Albert Abraham NEHER
Préface à Mahanayim – La double demeure
par André NEHER


Albert Neher
A. Neher
Certes, le judaïsme d’Alsace n’a pas connu le destin tragique du judaïsme d’Europe Orientale et, malgré l’amertume de l’exode, entre 1940 et 1945, malgré l’ampleur des pertes irréparables, subies dans les camps de la mort ou dans la Résistance, une communauté a pu se reconstituer, numériquement à peu près équivalente à celle d’avant 1939, dynamiquement équipée sur tousles plans de la vie juive, qu’elle soit religieuse, sociale ou culturelle. Une communauté, oui, mais non pas la communauté, celle des terroirs de la campagne d’Alsace, aujourd’hui presque entièrement mutilée au profit des villes, celle aussi d’une époque que n’avaient pas ébranlée encore les grands chocs qui, transformant de fond en comble le judaïsme d’Europe, ont imbriqué dans son aventure aux multiples brassages celui d’Alsace.

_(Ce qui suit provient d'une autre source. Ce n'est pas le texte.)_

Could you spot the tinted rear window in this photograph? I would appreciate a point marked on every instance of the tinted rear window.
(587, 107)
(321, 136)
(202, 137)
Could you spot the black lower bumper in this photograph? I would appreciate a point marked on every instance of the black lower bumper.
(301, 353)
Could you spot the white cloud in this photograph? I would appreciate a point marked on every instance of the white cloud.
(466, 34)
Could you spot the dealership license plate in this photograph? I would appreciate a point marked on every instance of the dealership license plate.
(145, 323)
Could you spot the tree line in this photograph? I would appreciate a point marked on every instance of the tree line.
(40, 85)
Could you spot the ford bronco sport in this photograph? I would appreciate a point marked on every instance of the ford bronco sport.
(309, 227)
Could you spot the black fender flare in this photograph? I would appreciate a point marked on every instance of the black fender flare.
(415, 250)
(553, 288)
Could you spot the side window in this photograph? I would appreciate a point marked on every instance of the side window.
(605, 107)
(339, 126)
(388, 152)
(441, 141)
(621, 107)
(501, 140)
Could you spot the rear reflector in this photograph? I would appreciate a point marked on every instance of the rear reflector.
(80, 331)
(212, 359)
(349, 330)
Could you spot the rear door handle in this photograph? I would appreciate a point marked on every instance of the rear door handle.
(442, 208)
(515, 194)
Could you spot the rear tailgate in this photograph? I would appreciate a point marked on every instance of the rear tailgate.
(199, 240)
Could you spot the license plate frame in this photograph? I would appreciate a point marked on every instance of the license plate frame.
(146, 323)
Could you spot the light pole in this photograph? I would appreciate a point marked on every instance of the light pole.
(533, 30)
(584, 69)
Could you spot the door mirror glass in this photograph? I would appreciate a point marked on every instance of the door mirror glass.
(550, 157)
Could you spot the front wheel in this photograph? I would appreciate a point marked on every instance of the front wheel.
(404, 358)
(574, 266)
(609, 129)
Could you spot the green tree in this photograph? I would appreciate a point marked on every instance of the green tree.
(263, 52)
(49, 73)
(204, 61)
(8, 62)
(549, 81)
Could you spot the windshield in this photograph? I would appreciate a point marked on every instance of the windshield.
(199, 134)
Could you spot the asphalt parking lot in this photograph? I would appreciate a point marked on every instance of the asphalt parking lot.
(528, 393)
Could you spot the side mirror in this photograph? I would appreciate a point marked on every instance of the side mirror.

C’est le goût de cette vieille Alsace perdue que restituent les récits que renferme ce volume : ils ont tous été rédigés, soit avant 1939, soit durant la guerre elle-même, lorsqu’on ne pouvait évoquer l’Alsace juive qu’au niveau du rêve, du souvenir ou de la nostalgie. La langue qu’on y parle et dont les expressions pittoresques émaillent le récit, n’est plus guère utilisée et comprise aujourd’hui que par quelques vieilles gens et, déjà, elle fait l’objet de recherches linguistiques dont l’intérêt ne s’accorde qu’aux dialectes du passé. Beaucoup de choses qui y sont décrites n’existent plus que dans la mémoire d’une génération sur le déclin : synagogues et communautés villageoises à la foi dense et forte, moeurs et coutumes, cadres et objets, dont on s’évertue à recueillir les reliques et les vestiges dans les archives et dans les musées.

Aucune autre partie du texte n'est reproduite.